Jesse Marsch sacked at Leeds. Will the clown show that is the USSF offer him the job? https://worldsoccertalk.com/amp/new...fling-hiring-process-20230211-WST-419278.html
He’d likely be an improvement over Berhalter, but he hasn’t exactly established the best track record so far. From what I’ve seen Leeds fans thought he was very tactically limited, which sounds a lot like complaints from US fans about GB.
I wonder how tactically astute USMNT players are compared to the top countries. In other words will it have any effect if you put a tactical genius in front of them.
I would think Gio, Pulisic and Dest are tactically matching players from the top countries because they were in such an environment from kid on, but how about the rest?
So who's left in the 90s pipeline? Marsch looks to be going to Southampton https://www.goal.com/en-us/news/jes...usmnt-miss-out-leeds-boss/bltdaf8f7364011716f
Tangentially related, I watched last night on Apple TV a documentary called " Super League, The war for football". It is about the Super League creation and crashing down.

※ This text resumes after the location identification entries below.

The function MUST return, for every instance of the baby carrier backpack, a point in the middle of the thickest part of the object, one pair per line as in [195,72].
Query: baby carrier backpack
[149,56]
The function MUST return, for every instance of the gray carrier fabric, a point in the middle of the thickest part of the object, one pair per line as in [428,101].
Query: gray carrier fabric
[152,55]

It is pretty well done albeit with a strong pro UEFA bias. https://www.imdb.com/title/tt24587530/
Different World Cup, same old sportswashing? "USWNT star Alex Morgan calls potential Saudi sponsorship of Women's World Cup 'bizarre'" https://www.espn.com/soccer/united-...izarre-for-saudis-to-sponsor-womens-world-cup
She's 100% right. There has been some movement from the Saudis re women's sports, but it's barely the equivalent of a baby step.

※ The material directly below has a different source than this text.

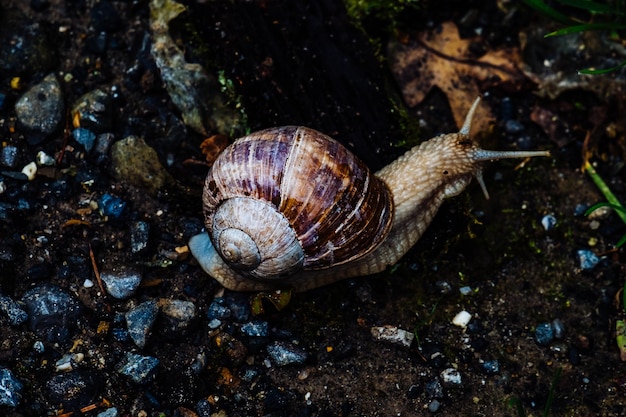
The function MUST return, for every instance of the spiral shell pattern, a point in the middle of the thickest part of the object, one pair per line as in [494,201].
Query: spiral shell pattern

Well to start with I wasn’t really referring to some super secret tactics concocted in a Dutch lab, more the basic ability to adjust a formation and tactics depending on the players available that’s essential to national team play, and to further modify those tactics and formation before or during a match to counter what your opponent is doing. But beyond that the fact that the core players of our national team play in top European leagues these days suggests that they don’t fall short in the areas you’re suggesting. And these days most of our best domestic academies and youth clubs have high quality coaches that are either from more established soccer nations themselves or learned from such coaches. The gap is still there but it isn’t what it used to be.
I heard a very depressing interview on NPR with a very well informed NY TImes reporter about the Middle Easterning of the World Cup. The wealthy Middle East oil bloc and FIFA both regard Qatar 2022 as a huge success, because working together they effectively squashed dissent. Qatar feels as if it got more than its money's worth in promotion, and FIFA loved the fact that Qatar paid it $$$$ and was willing to let FIFA do whatever it wanted, as long as that was apolitical. This reporter thinks there is a legit chance that the Saudis will get the next available Men's World Cup.

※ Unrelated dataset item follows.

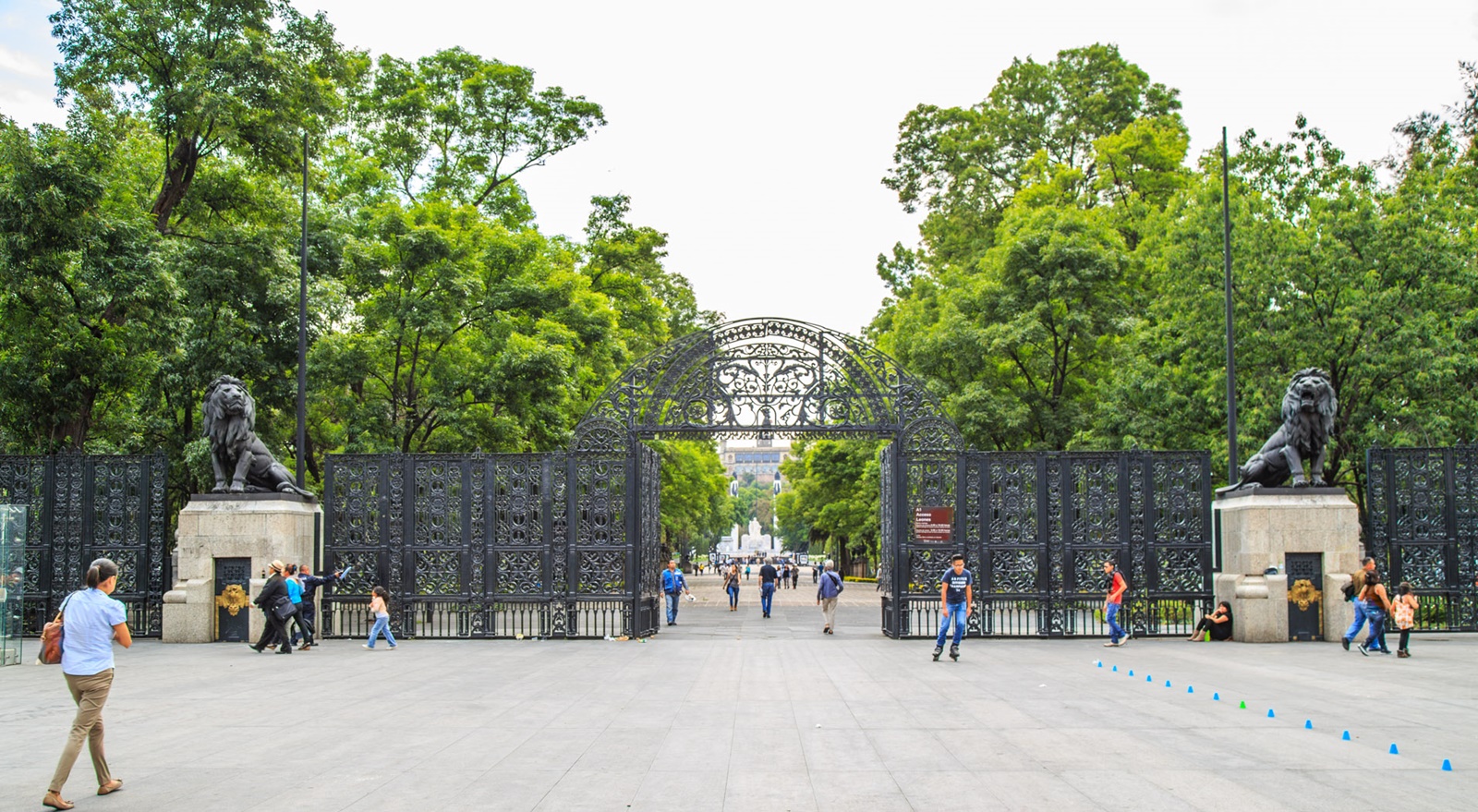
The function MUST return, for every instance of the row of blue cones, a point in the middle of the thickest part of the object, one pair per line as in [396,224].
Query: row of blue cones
[1308,723]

Speaking about boycotting the women's national team to our north were planning to skip the SheBelieves Cup as a protest against Federation cut backs and pay inequality but backed down after the fed threatened to sue the players.
Lake Irony of F1 sits in the middle of the Arabia Peninsula. F1 is pushing hybrid/electric/sustainable fuels, yet has long term deals (10 years or more) to run in the petrochemical tyrannical monarchies of Saudi Arabia, Bahrain, UAE, and Qatar.
The Australian and New Zealand organizing committee should tell FIFA to shove their World Cup if Saudi Arabia is a sponsor.
I doubt anybody really cares who hosts the WWC. But the USWNT might be able to threaten to stay home and then make it clear that whoever DOES win is a paper champion. The USWNT has more clout with the public than the given Fed. New Zealand doesn't go to the World Cup enough on their own for the Fed brass to opt out. Hosting means qualification. The team players need to be the ones to say they're not going...
In absolutist terms, definitely. But rarely is life like that. Though it would be interesting to see what would happen if they start putting that message out there as a thought.